Diese so ausgeprägte Harmonie wurde von uns Ketari nie in künstlich und natürlich unterschieden. Selbstähnlichkeit und Kontinuität schienen allen Lebewesen inne zu wohnen. Das Bedürfnis des gegenseitigen Wohlergehens war allem Anschein nach unumstößlich in der Natur und den Lebewesen verankert.

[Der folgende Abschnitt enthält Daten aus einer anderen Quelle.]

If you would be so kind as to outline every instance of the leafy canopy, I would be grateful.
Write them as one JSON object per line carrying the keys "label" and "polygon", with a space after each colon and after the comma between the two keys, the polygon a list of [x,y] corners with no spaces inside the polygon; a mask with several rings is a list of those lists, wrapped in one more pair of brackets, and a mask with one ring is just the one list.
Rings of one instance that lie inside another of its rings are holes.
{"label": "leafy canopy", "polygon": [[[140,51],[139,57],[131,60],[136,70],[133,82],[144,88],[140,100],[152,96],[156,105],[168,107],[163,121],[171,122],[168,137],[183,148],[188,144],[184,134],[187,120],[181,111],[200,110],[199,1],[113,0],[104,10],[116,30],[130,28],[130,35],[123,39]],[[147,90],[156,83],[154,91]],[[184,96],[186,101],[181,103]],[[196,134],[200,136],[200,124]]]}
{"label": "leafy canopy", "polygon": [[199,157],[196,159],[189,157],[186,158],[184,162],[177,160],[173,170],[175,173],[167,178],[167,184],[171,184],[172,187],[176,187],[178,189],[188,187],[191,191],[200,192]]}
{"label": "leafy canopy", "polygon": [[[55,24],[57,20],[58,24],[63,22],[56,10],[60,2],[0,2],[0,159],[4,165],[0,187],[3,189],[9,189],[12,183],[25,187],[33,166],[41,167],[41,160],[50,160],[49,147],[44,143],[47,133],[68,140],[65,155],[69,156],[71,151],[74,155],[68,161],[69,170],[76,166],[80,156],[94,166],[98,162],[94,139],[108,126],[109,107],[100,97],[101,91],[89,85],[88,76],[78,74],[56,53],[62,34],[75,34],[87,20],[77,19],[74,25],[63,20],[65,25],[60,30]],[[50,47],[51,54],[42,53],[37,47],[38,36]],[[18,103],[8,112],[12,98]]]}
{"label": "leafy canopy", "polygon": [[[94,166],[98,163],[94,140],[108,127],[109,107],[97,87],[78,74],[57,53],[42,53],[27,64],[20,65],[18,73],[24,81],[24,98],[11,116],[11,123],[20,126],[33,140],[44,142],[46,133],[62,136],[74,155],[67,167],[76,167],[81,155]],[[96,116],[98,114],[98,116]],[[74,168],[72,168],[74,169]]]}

Umso verwirrender war für alle Beteiligten der Verlauf der Geschichte mit dem Beginn des Zeitalters des Krieges – Krieg, ein Wort das von uns erst im Nachhinein für besagtes Zeitalter erfunden wurde.

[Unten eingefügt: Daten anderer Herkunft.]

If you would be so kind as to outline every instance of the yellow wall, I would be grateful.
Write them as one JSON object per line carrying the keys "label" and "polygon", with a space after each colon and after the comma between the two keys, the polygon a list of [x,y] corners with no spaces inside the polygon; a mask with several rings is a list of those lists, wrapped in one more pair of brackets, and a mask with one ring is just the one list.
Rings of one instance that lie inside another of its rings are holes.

Zuvor gab es natürlich auch Auseinandersetzung zwischen Ketar und seinen Bewohnern im Bemühen um das jeweilige Überleben. Die Ketari passten sich an, lernten im Einklang mit ihrer Umwelt zu leben oder wurden Symbiont, statt Parasit. Streitigkeiten zwischen Ketari und Ketari gab es selbstverständlicher Weise auch, doch diese gipfelten in Kompromissen, einem Vergleich oder andersgearteter Versöhnung, die oft von beiden Seiten angestrebt wurde. Diesen Umstand verdanken wir zu einem nicht unerheblichen Teil dem positiven Einfluss der Jofaiden. Würden sie heute nicht mehr unter den Ketari weilen, wären sie längst ins Reich der Mythologie als Höhere Wesen oder Lichtbringer eingegangen. Sie wären die Antagonisten der Formlosen.
Die Jofaiden
Die Jofaiden scheinen fremd in Ketar. Groß und grazil, sternenverklärt und still, intelligent und irritierend ist ihr Wesen. Während Menschen Ähnlichkeiten in anderen Säugetieren und die Husru bei ihren Verwandten den Amphibien finden, so sind Jofaiden ohne ihresgleichen.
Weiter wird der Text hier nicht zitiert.